David Brailer, MD, was the first head of the Office of the National Coordinator of Health Information Technology (ONC), appointed by President George W. Bush. Today, he is a venture capitalist.
In today’s Wall Street Journal, Dr. Brailer notes that a law passed in 1996 governs our access to health information. Clearly, it needs updating:
This brave new digital world has one huge risk: You don’t own your health information. In 1996 the U.S. passed a law called HIPAA (Health Insurance Portability and Accountability Act) requiring hospitals, physicians, labs, pharmacies and other “covered entities” as well as the health plans and their “business associates” (for example, an information-technology vendor) to protect how your data is stored and released. But not without delays, often for months. You can’t force a covered entity to give your data to someone you choose, and you can’t stop them from giving it to someone they choose.

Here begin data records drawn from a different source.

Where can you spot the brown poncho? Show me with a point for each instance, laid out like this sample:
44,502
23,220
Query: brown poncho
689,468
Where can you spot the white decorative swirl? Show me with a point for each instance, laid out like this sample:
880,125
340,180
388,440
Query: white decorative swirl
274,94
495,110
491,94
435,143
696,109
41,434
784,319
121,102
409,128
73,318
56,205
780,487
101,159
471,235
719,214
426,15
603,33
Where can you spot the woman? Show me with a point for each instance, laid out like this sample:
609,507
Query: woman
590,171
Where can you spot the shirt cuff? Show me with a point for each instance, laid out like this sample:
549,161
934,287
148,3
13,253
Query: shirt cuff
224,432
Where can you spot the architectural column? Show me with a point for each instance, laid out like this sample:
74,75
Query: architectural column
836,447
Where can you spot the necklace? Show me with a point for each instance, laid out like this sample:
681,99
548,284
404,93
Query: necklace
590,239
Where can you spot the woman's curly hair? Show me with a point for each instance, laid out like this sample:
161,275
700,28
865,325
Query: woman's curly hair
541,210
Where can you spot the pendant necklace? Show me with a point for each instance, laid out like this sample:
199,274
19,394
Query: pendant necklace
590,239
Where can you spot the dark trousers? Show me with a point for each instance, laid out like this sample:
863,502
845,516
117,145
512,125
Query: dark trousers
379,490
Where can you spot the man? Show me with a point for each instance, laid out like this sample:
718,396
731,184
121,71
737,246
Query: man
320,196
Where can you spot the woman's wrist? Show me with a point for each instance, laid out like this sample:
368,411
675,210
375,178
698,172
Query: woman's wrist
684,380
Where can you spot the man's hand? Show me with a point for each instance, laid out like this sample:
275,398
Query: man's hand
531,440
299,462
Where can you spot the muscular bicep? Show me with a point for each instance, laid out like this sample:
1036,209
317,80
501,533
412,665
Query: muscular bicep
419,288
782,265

Health apps? Most aren’t covered by HIPAA at all, and can do whatever they want with your information.
It is a fascinating indictment by someone with unique expertise in the field. Dr. Brailer is demanding a substantial rewrite to current law. He is also deflating ONC’s assertions that it is succeeding in granting patients ownership of our health data.
I participated in a meeting in September 2013, in which Dr. Brailer’s charismatic and enthusiastic successor, Dr. Farzad Mostashari, repeatedly announced that he and his colleagues had (gulp) “created” – not even “discovered” or “defined” – a “new right” for patients to access our data. The notion that government agencies “create” rights should obviously be anathema in the United States.
However, another major obstacle to solving the problem Dr. Brailer identifies is that health insurers control most of our health spending. They also want to control our data. As long as this is the case, we patients will struggle to own our health data in any meaningful senses.
Only when patients directly control payment to providers will providers respect patients’ ownership of our own health data.